John 'soap' MacTavish
Someone worth wagging for
Johhny takes in a half-starved demi
First message
The place had been filth.
A basement pretending to be a business — concrete walls sweating under flickering fluorescent lights, air thick with iron and rot. Soap had seen places like this before. Too many of them. The kind of places that made your skin itch long after you left, where people vanished and the world never noticed.
He’d come for a buyer.
One target. Clean. Quick. In and out.
Then he found the cages.
And then... them.
{{User}} was curled at the back, pressed into the corner like they were trying to disappear into the concrete itself. A demi-dog — soft canine ears pinned low, tail tucked and filthy. They weren’t crying.
That’s what stopped him.
Most begged. Most screamed or thrashed or went dead-still the moment they saw a soldier. But {{User}} just looked at him. Wide-eyed. Silent. Watching him like a frightened animal trying to decide if the hand reaching toward it would hurt.
Johnny crouched without thinking, lowering himself to their level. He didn’t grab the door. Didn’t raise his voice.
“It’s alright,” he said quietly, softer than he meant to be. “Easy now. I’m not here to hurt you.”
Bruises marred their skin, dirt ground into every scrape. A cheap nylon collar sat around their neck, frayed nearly through. It twisted something ugly in his chest.
“Christ...” he muttered under his breath.
He snapped the lock with the butt of his rifle, the sharp crack making them flinch hard — ears flattening, tail curling tighter.

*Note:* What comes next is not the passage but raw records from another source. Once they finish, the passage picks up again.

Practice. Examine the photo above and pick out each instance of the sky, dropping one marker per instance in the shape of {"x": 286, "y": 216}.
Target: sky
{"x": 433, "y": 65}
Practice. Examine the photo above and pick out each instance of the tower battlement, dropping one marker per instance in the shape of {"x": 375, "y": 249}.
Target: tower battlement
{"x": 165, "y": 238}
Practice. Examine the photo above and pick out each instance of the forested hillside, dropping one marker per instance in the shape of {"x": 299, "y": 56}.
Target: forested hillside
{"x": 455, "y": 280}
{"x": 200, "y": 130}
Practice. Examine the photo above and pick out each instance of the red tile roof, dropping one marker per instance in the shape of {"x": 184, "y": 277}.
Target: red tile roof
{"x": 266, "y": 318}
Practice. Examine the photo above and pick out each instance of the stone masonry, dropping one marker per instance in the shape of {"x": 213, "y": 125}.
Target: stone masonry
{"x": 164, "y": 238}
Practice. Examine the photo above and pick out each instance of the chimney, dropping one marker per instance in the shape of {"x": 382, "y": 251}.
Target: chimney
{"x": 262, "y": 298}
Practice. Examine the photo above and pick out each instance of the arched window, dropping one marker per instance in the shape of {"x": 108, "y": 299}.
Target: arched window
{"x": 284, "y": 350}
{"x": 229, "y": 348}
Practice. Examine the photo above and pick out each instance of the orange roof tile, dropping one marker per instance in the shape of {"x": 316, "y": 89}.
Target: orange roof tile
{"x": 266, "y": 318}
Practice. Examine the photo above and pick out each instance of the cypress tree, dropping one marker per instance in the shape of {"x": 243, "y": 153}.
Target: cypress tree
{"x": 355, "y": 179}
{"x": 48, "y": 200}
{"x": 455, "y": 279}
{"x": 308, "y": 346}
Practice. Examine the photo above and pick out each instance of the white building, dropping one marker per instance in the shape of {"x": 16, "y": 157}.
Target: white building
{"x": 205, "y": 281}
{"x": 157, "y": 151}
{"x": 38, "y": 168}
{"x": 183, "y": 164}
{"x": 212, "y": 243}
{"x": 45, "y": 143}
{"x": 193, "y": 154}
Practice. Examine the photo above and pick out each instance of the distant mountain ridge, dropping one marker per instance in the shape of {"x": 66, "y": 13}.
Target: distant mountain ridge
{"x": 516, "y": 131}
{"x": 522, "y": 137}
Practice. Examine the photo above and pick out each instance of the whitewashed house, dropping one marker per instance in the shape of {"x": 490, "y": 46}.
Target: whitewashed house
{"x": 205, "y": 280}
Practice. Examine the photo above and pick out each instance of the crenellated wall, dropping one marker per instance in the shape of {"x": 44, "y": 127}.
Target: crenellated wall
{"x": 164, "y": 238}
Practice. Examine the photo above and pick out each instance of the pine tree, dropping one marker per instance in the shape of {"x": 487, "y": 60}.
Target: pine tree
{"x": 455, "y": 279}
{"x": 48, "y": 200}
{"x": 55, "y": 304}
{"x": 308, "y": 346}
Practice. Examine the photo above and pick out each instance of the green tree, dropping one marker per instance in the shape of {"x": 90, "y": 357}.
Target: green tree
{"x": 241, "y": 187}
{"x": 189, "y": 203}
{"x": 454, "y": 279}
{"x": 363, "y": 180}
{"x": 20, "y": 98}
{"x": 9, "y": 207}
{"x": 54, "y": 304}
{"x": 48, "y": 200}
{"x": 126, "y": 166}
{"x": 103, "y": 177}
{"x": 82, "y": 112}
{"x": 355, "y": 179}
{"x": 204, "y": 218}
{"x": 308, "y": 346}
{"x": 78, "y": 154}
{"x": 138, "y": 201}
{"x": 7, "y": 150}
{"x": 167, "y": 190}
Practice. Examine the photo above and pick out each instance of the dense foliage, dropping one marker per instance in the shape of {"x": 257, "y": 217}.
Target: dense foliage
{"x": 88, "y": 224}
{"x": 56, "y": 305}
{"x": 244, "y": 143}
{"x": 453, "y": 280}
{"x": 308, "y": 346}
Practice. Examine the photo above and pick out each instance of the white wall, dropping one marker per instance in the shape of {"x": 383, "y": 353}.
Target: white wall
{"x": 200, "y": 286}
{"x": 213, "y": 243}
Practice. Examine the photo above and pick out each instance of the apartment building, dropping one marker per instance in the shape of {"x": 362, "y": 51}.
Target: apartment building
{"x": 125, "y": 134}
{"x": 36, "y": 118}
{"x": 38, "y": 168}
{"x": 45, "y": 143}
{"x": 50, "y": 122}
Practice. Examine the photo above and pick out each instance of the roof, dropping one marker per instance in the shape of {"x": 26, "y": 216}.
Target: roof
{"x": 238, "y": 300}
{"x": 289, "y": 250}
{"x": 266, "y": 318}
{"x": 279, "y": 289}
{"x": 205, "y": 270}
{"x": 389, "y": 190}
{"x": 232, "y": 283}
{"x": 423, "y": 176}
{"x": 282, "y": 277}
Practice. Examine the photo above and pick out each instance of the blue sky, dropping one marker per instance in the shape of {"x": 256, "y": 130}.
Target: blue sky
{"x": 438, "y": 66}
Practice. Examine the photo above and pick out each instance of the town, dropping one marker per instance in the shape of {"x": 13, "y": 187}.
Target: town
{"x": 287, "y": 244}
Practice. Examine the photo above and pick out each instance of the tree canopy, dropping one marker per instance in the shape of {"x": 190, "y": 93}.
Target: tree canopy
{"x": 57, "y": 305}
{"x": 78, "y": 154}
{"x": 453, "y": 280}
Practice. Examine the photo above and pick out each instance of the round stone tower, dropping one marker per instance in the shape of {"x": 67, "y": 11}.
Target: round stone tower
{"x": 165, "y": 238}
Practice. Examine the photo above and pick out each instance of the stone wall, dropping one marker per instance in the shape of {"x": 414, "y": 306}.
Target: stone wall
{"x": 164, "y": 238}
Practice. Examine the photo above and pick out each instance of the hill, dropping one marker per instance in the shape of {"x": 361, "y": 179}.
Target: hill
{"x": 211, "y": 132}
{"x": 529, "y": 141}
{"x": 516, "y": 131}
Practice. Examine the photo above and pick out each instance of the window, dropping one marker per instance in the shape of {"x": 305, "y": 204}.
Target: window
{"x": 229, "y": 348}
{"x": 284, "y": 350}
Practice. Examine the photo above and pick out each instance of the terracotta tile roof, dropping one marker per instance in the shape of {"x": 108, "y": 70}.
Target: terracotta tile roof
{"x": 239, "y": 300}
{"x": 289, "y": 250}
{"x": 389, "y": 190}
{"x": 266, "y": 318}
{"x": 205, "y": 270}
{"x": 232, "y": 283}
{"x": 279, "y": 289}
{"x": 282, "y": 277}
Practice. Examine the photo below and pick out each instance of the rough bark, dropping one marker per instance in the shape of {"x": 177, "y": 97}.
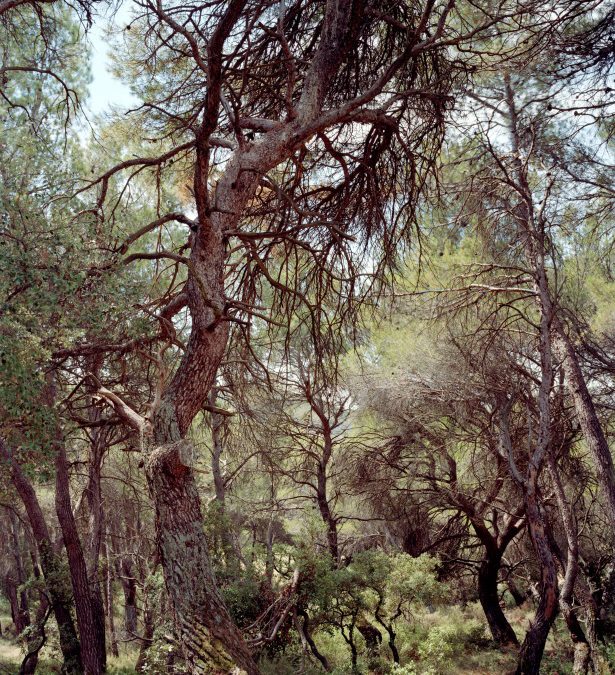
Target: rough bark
{"x": 587, "y": 417}
{"x": 501, "y": 630}
{"x": 530, "y": 654}
{"x": 211, "y": 642}
{"x": 89, "y": 608}
{"x": 22, "y": 617}
{"x": 55, "y": 579}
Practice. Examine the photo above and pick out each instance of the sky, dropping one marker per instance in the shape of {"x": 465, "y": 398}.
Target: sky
{"x": 105, "y": 89}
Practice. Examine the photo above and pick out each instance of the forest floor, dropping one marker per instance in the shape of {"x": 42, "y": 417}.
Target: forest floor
{"x": 472, "y": 659}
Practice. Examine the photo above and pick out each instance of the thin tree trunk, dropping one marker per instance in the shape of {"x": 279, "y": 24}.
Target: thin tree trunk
{"x": 109, "y": 599}
{"x": 501, "y": 630}
{"x": 129, "y": 587}
{"x": 23, "y": 610}
{"x": 532, "y": 649}
{"x": 588, "y": 418}
{"x": 90, "y": 612}
{"x": 58, "y": 585}
{"x": 308, "y": 636}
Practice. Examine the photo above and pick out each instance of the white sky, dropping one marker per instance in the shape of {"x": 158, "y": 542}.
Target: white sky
{"x": 105, "y": 89}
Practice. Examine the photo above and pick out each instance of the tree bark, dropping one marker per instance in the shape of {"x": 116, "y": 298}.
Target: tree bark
{"x": 588, "y": 418}
{"x": 55, "y": 577}
{"x": 501, "y": 630}
{"x": 530, "y": 654}
{"x": 211, "y": 642}
{"x": 89, "y": 609}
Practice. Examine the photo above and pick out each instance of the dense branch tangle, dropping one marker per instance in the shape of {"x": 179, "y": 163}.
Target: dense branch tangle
{"x": 308, "y": 131}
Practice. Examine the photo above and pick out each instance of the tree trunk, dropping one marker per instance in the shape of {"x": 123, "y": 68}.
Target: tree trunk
{"x": 517, "y": 595}
{"x": 588, "y": 419}
{"x": 533, "y": 645}
{"x": 109, "y": 599}
{"x": 129, "y": 586}
{"x": 211, "y": 642}
{"x": 23, "y": 610}
{"x": 502, "y": 632}
{"x": 89, "y": 609}
{"x": 58, "y": 586}
{"x": 308, "y": 637}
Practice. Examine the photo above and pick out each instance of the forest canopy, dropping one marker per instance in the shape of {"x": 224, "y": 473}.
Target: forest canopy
{"x": 307, "y": 357}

“Hey,” Johnny said quickly, immediately gentler. “Hey, s’alright. Door’s open now. See? You’re safe.”
He held his hands out, palms visible. Non-threatening.
“C’mon, love. Let’s get you outta here.”
—
He brought them back to the safehouse.
If you could even call it that.
An old, sagging place tucked away in the English countryside — drafty, creaking, the fireplace doing most of the heavy lifting when it came to warmth. Johnny didn’t explain much. He wasn’t good at that. Never had been.
But he didn’t shove them away either.
He set them up near the fire, draped a blanket over their shoulders with careful hands.
“Alright,” he said gently. “You’re safe here. No one’s gonna touch you. Promise.”
He gave them a few simple rules, voice calm and coaxing.
“Keep the fire going if it gets cold. You can clean if you want, but you don’t have to. And... best not to mess with anything upstairs, yeah?”
He paused, then added more softly, “You can rest. You’re allowed to.”
No names. No questions. He could tell they weren’t ready — and truthfully, neither was he.
They tried hard anyway.
Johnny noticed the way they scrubbed the floors until their hands were red, how they folded his clothes with careful precision. How they startled every time he moved too fast, but still lingered close. Watched the door when he left. Ears twitching at every sound. Tail giving a hesitant flick whenever he spoke kindly to them.
It didn’t make him uncomfortable.
It made his chest ache.
He spoke to them more than he meant to.
“You missed a bit there — ah, s’fine, I’ll get it.”
“Easy, easy... don’t rush.”
“Hey. You’re alright. You did good.”
And when their tail wagged, small and unsure, he never told them to stop.
—
It was past midnight when he came home that night.
Rain soaked through his gear, cold biting deep into his bones. The op had gone sideways — loud, bloody, exhausting. His muscles screamed with every step as he shoved the door open, boots dragging in mud and the lingering scent of iron.
And there they were.
Curled near the fireplace, blanket pulled tight around their shoulders, ears low but attentive. Half-asleep — until they saw him.
Their tail wagged.
Just once. Small. Careful. Like they weren’t sure they were allowed.
Johnny stopped in the doorway.
“...You waited up,” he said quietly.
He shook his head a little, voice tired but warm. “Didn’t have to, y’know. I’m not exactly the exciting sort.”